Yahoo search comes the closest I think but they don’t provide a way to sort by reverse chronology.

Technorati’s crawler is eight days behind and misses a number of key items. If you hit reload it will switch from between being eight days old and 30 minutes old. OK. How’s that possible? I’m willing to be they have a federated backend infrastructure but keeping it this inconsistent is not a good idea.

Bloglines search showed the most promise with the ability for me to add the blogs I wanted to search and just search within that subset but it was missing a number of stories which should have been in the results.

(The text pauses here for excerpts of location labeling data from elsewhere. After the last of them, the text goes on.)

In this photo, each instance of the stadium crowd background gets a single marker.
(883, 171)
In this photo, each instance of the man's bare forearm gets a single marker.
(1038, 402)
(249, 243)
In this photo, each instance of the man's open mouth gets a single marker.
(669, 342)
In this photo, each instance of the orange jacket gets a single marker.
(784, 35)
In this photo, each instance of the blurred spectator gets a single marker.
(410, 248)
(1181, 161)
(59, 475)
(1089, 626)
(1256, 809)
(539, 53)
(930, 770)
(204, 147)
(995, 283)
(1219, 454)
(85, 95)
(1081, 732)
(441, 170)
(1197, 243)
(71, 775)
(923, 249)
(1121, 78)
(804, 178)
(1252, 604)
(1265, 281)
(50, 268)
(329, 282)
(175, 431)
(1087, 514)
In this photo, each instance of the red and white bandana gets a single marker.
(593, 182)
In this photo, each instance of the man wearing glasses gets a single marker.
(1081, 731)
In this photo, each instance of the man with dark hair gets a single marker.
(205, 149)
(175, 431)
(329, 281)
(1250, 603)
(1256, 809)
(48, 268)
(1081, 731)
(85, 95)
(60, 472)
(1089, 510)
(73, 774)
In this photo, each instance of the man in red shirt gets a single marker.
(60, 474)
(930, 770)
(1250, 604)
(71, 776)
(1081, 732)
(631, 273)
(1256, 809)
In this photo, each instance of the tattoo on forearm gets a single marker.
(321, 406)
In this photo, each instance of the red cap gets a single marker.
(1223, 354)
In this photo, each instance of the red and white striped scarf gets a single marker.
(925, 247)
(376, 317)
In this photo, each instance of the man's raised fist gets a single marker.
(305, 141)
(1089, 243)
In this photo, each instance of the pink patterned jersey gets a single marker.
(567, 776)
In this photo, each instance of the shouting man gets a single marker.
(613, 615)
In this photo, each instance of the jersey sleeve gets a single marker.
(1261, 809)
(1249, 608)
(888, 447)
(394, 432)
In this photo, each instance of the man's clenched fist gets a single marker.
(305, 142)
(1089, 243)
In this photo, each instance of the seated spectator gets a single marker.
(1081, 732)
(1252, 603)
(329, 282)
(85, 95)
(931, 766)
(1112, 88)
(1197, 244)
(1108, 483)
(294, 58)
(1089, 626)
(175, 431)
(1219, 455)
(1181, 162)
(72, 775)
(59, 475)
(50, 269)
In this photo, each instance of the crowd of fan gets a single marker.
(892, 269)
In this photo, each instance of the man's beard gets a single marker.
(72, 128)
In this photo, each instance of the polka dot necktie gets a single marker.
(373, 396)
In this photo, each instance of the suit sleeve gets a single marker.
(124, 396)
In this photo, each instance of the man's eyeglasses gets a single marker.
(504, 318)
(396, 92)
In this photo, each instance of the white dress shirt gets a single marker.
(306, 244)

If I had infinite time I’d just sit down for a weekend and write my own blog search engine that only crawled a few blogs and focused on precision and indexing rate. Spam wouldn’t really be an issue since we would only crawl blogs on behalf of a given user.

Anyone have any suggestions on solution so I don’t have to spend next weekend coding a new service?


  1. You mean, you want to monitor a specific subset a blogs, for specific terms?

    …. I would just pull them down once an hour with the Universal Feed Parser and then do a strstr() and then dump the results into an Atom feed…..

    Traditional ‘search’ just isn’t good that what you are asking. There are lots of places and reasons things go ‘missing’… and it mostly relates to most people are retrofitting engines designed for whole web crawling where it “wouldn’t matter”.

    If you have a specific query/site, I can check and see if there is a cause for something missing from Ask/Blogline’s Search…..

  2. Yeah…. I sort of agree. I think that implementing it on top of MySQL fulltext searc would be just as easy as using a manual parser. This way you could support adhoc queries without having to recompile your indexer.

    I think the issue with Ask Blog Search is that I couldn’t search a specific blog.

    The reason I wanted to go down this path was to remove any chance of global spam hurting my results….

    Bloglines search would have been perfect though…. It seems like it should do exactly what I want. In this case it was missing results from some main blogs. Any idea why? Maybe the index isn’t rebuilt at a regular basis?

    Kevin

  3. The there issues is that for the most part using RSS might not work due to the fact that a lot of the A-lister s use summary feeds. :-/

    The one specific case I have isn’t an issue though……

  4. The index has new content every ~5 minutes from the crawler — there isn’t really a concept of… rebuilding in how it works, I’m not sure how much I can describe how it works on a public blog though :)

    However, as an example, you can use the burl: operator to restrict to a specific base url:
    http://www.bloglines.com/search?q=burl%3Atechcrunch.com+tailrank&ql=en&s=f&pop=n&news=m

    burl:techcrunch.com tailrank

    But, even this exposes at least one problem with someones GUIDs. And it is missing items compared to:
    http://www.techcrunch.com/tag/Tailrank/

    So, it looks like the problem you are hitting here, is that we have something called ‘Domain Collapse’ turned on, and it will cull out results from the same domain. (Because in ‘normal’ web search, you don’t want to be flooded with results from the same domain; See: Blog Search Engines coming from Web Search backgrounds.)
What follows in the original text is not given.